Недолго мы с мамой радовались друг другу. Летом стали поговаривать об отъезде в Москву, о том, чтобы начинать там новый учебный год. Более того, предстояли административные перемены. Наш институт соединяется с Московским госпединститутом имени Ленина (помните, меня туда не приняли в 1940 году, как же – дочь врага народа, а я все-таки там буду учиться и работать), что на Пироговке, 1, бывший 2-й университет (там преподавал А. Ф. Лосев), бывшие Высшие женские курсы Герье. Туда же с нами едет ойротское отделение Н. А. Баскакова. И конечно, наш А. З. Ионисиани, как говорят, и там готов стать заместителем директора по научной части. Но что делать нам с мамой? Начались тяжелые дни проверки всех отъезжающих. Сотрудник местного НКВД (как же без него) вызывает в свой кабинет и ставит визу – да или нет, мало ли какие есть причины. Мы с мамой под ударом. То, что ей нельзя, очевидно, а вот как мне быть? Иду, трепеща. Меня встречает вежливый человек и спрашивает одно – в каком году арестован отец. А, в тридцать седьмом? Все понятно. Можете ехать. Что за политика на исходе войны? Почему такой либерализм? Я до сих пор не понимаю. С мамой расстаться не могу, но она, как всегда, тверда: никаких сантиментов, надо ехать в Москву, там заканчивать институт, там жить – такова судьба. Сама она собирается на Кавказ, в свой родной дом, надеется на помощь брата, почитаемого во Владикавказе (на краткое время город именуется теперь по-осетински Дзауджикау, жители, смеясь, называют его Дождикау – славится небывалым количеством осадков).
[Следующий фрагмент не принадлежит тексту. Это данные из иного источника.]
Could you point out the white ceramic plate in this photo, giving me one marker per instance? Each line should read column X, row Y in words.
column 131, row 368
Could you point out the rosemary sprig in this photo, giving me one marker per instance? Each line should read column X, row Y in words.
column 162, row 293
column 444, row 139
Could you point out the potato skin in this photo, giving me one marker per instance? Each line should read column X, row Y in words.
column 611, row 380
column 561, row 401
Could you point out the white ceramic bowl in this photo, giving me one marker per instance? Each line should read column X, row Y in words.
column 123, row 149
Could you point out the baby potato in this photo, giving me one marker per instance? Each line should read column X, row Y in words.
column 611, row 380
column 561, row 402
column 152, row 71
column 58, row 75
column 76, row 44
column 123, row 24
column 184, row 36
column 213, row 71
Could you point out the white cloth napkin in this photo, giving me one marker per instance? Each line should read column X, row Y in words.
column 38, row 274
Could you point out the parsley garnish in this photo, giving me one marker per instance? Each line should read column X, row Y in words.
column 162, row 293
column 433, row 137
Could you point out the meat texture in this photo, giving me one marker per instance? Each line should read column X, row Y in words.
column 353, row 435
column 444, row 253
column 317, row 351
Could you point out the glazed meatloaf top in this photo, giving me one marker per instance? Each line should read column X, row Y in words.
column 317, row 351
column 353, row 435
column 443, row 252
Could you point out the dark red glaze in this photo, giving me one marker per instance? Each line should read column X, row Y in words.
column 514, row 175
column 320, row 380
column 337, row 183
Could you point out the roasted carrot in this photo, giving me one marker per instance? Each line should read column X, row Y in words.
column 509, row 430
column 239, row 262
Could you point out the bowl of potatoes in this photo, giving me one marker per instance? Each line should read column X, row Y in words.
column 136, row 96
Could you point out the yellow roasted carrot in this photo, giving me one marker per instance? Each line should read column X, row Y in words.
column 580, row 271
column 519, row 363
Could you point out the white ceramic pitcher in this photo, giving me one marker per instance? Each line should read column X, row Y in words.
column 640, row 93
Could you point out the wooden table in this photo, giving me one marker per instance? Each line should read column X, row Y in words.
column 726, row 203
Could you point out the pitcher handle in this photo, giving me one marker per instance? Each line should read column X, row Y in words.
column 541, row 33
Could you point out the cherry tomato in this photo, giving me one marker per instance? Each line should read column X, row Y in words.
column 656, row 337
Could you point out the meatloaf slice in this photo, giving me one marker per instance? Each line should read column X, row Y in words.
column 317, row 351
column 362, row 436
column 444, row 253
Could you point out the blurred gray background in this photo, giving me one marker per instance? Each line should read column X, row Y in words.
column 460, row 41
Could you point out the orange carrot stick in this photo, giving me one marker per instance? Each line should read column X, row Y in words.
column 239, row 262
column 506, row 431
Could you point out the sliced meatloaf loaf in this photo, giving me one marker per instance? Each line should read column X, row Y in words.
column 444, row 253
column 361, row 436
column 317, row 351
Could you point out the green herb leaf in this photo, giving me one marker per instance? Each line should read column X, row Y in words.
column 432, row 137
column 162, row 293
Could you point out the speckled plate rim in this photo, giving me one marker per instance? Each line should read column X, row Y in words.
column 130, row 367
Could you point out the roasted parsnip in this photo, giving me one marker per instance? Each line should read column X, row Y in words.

Собираем мы с ней мои скромные пожитки. Как всегда, один чемодан – не больше. Сидим, чистим картошку, трем ее и делаем крахмал. Без него нельзя – это для киселей (помню клюквенный кисель 1941 года), которые продаются в кубиках и пачках – все-таки еда. Выдают нам на дорогу сахарную свеклу – сладкая, белая, вкусная, все довольны, говорят – на дорогу. Какая там дорога? Уже в Бийске, ожидая поезда несколько дней, всю съели, неужто еще ждать! Выдают хлеб – это уже серьезно. Запасаемся на рынке бутылкой с топленым маслом, поллитровка. Так делают специально, чтобы деревянной тонкой палочкой вынимать из горлышка по капельке масло – недурно затеяно и экономно. Бутылку водки обязательно – лучшая плата, мало ли что произойдет.